To the commercial plea gathered others. Hundreds of others. Covering all surfaces it announced absences. It approached us at each corner, and stalked us from walls and street signs. With their brilliant eyes and open smiles; in their best suits and most beautiful gowns. They offered their attributes, companies, and positions; Described the color of their skin, tattoos, height, and weight.

At a first glance, the commercial appeal was silenced by the overlapping of human pleas. But at a closer look, instead of canceling each other the messages were reinforced. The frivolous nature of advertisements became exacerbated when juxtaposed against the disaster; and the human tragedy became even more absurd. In the competition for an audience, the medium became the message. Any surface became media. From this cohabitation of concrete tragedy and the vestiges of advertising, an urban space permeated by irony was created. Within the context now experienced by the audience, street signs, and billboards were infested by ironic messages permeated by tragedy.

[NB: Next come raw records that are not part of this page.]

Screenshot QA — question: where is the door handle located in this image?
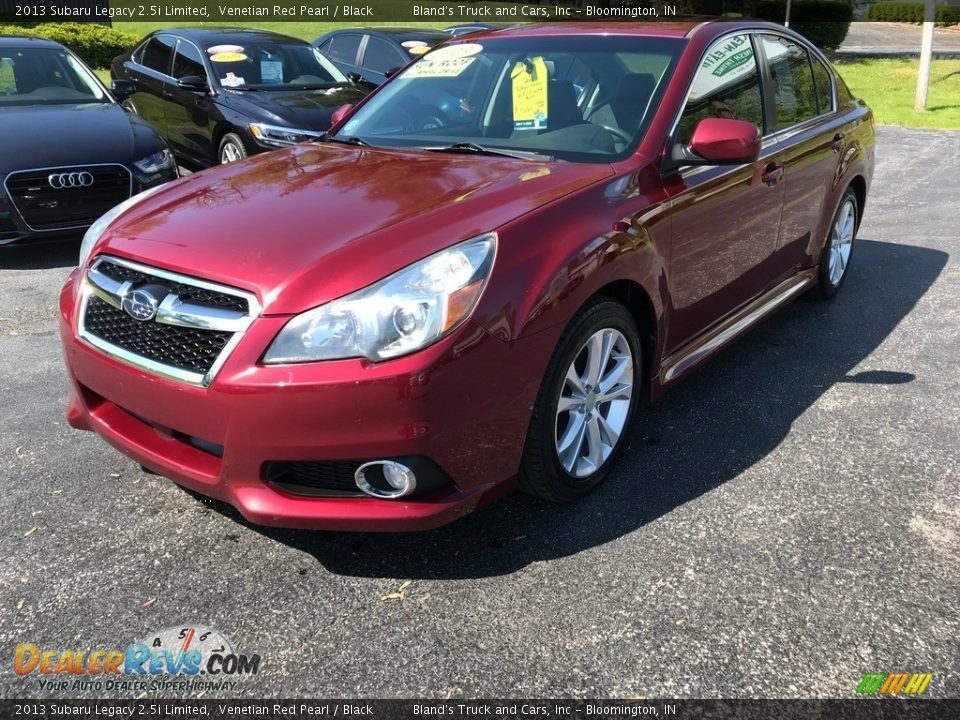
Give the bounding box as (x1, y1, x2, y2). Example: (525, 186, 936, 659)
(761, 161, 784, 187)
(830, 133, 845, 153)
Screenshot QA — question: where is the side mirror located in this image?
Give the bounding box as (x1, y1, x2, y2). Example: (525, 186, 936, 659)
(346, 72, 377, 89)
(111, 79, 135, 101)
(329, 104, 355, 129)
(176, 75, 208, 92)
(675, 118, 761, 166)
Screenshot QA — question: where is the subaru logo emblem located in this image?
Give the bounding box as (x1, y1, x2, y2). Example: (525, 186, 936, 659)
(121, 285, 168, 322)
(48, 171, 94, 190)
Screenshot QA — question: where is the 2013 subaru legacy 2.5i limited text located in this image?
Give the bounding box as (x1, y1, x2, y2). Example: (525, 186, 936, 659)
(60, 22, 875, 531)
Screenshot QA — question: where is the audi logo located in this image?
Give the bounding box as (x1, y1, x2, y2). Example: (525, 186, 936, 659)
(48, 172, 94, 190)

These images capture a brief instant in the American landscape during the aftermath of the September 11th attacks — Seven days later, they were not victims, only missing; they hadn’t declared war, they were only looking for the culprits; They were not abdicating of their rights, only respecting authority activities; They were not exploiting patriotism, they were only selling postcards; They were not exporting democracy, only paying for its price.

~ Jennifer Cabral. September, 18th 2001.